MARRUECOS
| Foto por: Bachmont |
Salí del aeropuerto de Lisboa con destino a Marrakech. Primera parada: Casablanca. No iba con muchas expectativas, ya me habían dicho que la película no se rodó en la ciudad. Estaría dos hora en el aeropuerto hasta tener conexión a Marrakech, este intermedio me permito conocer un poco más de lo que me esperaba: viento calido, palmeras al horizonte, las sonrisas de las mujeres que deprisa bajaban los ojos y las conversaciones espontáneas de quien se sentó a mi lado.
Marrakech. Abril ya estaba de verano. El caos en la ciudad. Cruzar la calle era una apuesta, los coches se desafiaban constantemente y siempre la música de fondo que no paraba. Me sentí en casa a pesar de nunca haber conocido esta realidad. Era contagiante, me trataban como si me conocieran de toda la vida, me recibían como si fuera de la familia, y me esperaban para la próxima cena con la certidumbre que volvería.
Durante todo el circuito las paisajes desfilaban sin piedad, el tiempo no me dejaba acostumbrar a cada manifestación de la naturaleza que luego se cambiaba. Pensé que si Dios existiera lo había puesto así solo para enfatizar. Y lo logro. Sonidos, ritmos, olores, sabores, paradas en un oasis, una casbah que habla de su ultimo pacha, la madraza que recibió a los eruditos. Discreto y sabio, exuberante y calmo, de colores y de sombras, así es Marruecos, lleno de contrastes y en el fondo siempre igual.

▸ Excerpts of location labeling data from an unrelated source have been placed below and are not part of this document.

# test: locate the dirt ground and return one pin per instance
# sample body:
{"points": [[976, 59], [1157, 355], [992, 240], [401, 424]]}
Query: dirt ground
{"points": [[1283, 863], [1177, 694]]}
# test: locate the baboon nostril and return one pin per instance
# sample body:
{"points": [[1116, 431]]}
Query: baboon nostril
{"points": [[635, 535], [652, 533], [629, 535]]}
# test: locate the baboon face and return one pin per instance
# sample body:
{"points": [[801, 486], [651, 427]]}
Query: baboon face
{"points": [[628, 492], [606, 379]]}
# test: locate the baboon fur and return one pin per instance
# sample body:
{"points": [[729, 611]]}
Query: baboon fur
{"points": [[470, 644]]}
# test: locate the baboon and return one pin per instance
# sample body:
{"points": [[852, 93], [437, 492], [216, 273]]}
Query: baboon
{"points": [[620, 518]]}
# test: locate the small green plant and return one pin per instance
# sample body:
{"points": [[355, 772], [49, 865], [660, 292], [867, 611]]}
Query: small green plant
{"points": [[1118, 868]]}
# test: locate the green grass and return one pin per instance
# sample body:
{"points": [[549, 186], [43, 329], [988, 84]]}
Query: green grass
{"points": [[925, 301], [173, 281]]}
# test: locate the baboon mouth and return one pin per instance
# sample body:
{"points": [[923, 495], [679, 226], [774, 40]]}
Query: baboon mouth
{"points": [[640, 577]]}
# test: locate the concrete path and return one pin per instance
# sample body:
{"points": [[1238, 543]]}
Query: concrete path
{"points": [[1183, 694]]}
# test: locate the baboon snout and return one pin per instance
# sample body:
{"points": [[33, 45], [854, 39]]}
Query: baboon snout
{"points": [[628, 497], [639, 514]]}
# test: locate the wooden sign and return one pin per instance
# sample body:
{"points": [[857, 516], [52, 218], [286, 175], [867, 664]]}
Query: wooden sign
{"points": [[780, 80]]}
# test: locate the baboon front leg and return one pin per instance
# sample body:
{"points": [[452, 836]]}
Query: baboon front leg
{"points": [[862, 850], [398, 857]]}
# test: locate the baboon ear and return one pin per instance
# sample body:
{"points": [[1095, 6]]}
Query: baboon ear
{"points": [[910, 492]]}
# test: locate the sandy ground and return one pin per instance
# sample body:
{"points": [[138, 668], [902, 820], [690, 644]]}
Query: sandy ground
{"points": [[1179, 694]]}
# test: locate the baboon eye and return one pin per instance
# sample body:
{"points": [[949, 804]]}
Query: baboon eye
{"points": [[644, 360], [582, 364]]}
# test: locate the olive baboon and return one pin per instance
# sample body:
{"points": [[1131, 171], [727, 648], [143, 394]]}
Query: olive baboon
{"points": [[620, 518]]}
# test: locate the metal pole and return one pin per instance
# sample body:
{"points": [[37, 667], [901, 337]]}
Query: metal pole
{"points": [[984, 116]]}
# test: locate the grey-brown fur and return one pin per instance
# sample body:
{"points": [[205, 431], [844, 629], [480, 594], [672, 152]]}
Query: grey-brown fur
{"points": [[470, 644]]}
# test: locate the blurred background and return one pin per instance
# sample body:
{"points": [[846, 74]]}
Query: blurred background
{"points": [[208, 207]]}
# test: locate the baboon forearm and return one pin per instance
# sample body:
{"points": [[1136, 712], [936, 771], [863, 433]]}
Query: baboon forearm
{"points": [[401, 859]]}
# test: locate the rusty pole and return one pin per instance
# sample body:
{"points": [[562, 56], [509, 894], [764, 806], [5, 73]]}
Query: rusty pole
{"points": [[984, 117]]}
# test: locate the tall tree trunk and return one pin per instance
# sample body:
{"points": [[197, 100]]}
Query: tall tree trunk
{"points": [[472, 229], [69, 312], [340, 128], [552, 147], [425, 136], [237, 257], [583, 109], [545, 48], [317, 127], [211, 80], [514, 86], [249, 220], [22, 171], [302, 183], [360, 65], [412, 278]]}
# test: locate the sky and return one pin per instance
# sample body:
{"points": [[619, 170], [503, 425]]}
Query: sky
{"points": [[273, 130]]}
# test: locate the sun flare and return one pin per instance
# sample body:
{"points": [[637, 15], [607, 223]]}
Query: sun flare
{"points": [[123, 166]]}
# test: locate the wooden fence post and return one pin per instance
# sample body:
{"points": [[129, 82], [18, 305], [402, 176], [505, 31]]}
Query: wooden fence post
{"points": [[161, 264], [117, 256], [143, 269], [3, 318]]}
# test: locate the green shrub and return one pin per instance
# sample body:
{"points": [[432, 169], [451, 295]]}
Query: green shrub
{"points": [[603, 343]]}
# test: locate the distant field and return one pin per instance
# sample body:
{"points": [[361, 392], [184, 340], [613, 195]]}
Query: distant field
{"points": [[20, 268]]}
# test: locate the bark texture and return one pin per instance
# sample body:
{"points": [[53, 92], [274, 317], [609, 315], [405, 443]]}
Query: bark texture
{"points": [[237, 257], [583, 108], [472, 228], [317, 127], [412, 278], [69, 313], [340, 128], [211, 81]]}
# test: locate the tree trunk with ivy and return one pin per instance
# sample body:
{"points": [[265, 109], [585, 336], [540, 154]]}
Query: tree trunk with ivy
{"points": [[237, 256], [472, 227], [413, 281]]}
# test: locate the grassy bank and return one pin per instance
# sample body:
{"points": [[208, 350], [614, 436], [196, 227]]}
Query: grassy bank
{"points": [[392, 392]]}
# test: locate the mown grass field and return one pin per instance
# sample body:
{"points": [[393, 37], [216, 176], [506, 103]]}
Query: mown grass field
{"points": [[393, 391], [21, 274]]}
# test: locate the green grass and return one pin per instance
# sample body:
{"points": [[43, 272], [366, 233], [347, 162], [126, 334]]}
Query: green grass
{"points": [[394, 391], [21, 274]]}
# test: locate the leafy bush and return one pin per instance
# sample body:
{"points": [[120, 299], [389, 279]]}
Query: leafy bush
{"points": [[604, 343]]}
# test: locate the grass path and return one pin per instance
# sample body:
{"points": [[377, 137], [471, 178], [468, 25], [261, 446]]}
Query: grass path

Al llegar a casa con mis recuerdos me sentí un poco perdida. No, Marruecos no te provoca efectos secundarios. Simplemente tuve en falta la desorganización y el caos que me obligaban a ser creativa y que desafiaban mis rutinas. Lo eché de menos. Pero descubrí que al cerrar los ojos y al pensar en él, los sonidos se acostaban a mi oído y los olores fluctuaban en el aire. Abría los ojos y volvía a sonreír.